With any luck, you’ll see some output that looks a lot like this:
Saving debug log to /var/log/letsencrypt/letsencrypt.log
Plugins selected: Authenticator dns-google, Installer None
Obtaining a new certificate
/usr/local/lib/python2.7/site-packages/josepy/jwa.py:107: CryptographyDeprecationWarning: signer and verifier have been deprecated. Please use sign and verify instead.
signer = key.signer(self.padding, self.hash)

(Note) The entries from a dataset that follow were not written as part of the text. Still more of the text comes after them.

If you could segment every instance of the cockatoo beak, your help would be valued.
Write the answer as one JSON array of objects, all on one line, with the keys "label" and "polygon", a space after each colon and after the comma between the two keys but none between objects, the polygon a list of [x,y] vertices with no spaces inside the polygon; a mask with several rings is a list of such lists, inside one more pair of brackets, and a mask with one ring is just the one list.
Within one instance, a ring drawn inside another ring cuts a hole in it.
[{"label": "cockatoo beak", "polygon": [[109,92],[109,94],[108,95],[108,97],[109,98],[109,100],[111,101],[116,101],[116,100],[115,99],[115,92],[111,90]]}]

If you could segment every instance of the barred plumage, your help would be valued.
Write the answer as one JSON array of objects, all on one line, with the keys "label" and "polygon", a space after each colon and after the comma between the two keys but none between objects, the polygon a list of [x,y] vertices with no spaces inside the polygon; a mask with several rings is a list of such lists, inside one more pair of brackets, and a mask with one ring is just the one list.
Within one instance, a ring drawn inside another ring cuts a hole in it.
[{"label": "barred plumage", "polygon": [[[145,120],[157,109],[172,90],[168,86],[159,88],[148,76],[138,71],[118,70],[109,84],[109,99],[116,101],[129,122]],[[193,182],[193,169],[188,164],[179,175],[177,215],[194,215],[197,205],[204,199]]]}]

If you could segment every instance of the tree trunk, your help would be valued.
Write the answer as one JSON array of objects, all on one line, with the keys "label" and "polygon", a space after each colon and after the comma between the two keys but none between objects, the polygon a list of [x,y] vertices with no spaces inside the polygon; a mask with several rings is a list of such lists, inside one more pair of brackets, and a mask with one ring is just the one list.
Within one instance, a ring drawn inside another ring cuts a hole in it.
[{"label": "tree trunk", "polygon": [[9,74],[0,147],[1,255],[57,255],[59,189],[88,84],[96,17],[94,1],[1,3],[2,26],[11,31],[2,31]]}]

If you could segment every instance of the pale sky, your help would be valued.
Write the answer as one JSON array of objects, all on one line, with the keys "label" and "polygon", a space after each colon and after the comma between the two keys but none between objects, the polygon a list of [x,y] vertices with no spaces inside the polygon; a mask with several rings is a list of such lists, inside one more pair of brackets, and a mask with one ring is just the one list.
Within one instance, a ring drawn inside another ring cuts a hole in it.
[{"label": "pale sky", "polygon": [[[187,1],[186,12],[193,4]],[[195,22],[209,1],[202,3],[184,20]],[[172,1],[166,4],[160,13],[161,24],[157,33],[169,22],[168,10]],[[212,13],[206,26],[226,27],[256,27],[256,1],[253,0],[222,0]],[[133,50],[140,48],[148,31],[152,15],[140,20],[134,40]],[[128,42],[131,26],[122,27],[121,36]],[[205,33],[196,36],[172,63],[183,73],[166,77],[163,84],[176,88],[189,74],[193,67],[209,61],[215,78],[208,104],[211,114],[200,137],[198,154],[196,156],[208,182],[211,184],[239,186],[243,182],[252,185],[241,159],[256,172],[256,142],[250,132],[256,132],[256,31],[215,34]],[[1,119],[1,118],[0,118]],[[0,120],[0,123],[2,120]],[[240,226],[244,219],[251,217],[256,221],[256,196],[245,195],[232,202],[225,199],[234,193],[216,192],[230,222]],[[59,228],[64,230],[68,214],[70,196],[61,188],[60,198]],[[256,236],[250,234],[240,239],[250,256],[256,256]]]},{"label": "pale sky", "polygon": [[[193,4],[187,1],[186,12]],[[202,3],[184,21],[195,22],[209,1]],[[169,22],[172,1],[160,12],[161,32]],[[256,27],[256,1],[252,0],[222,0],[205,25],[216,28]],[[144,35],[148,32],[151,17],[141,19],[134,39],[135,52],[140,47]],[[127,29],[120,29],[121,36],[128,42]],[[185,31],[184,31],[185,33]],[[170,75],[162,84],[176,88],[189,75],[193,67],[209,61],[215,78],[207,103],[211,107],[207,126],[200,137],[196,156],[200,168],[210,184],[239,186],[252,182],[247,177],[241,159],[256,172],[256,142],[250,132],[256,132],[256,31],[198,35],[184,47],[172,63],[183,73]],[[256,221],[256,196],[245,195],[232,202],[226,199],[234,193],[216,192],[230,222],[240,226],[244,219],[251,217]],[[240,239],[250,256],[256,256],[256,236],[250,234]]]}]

Performing the following challenges:
dns-01 challenge for russt.me
Unsafe permissions on credentials configuration file: /secrets/google.json
Waiting 60 seconds for DNS changes to propagate
Waiting for verification...
Cleaning up challenges
IMPORTANT NOTES:
- Congratulations! Your certificate and chain have been saved at:
/etc/letsencrypt/live/russt.me-0001/fullchain.pem
Your key file has been saved at:
/etc/letsencrypt/live/russt.me-0001/privkey.pem
Your cert will expire on <date>. To obtain a new or tweaked
version of this certificate in the future, simply run certbot
again. To non-interactively renew *all* of your certificates, run
"certbot renew"
I’ve cleaned it up a bit, but that’s the gist. I chose to ignore the ‘Unsafe permissions’ warning, since I’m running this in a Docker container anyway and the file on my system actually does have the correct permissions.
Last Thoughts
I’ll leave the configuration and use of these certificates up to you. Hopefully, you have some idea of how to use the certificates on your own server. If not, there are guides all over that should help you out.
I’m extremely thankful to both the EFF and to Let’s Encrypt for enabling us all to issue free SSL certificates, and it’s even better now that they’re letting us issue wildcard certificates. If you’re also feeling thankful, head on over to the EFF’s donation page or Let’s Encrypt’s donation page and drop a donation for them. The web will thank you for it.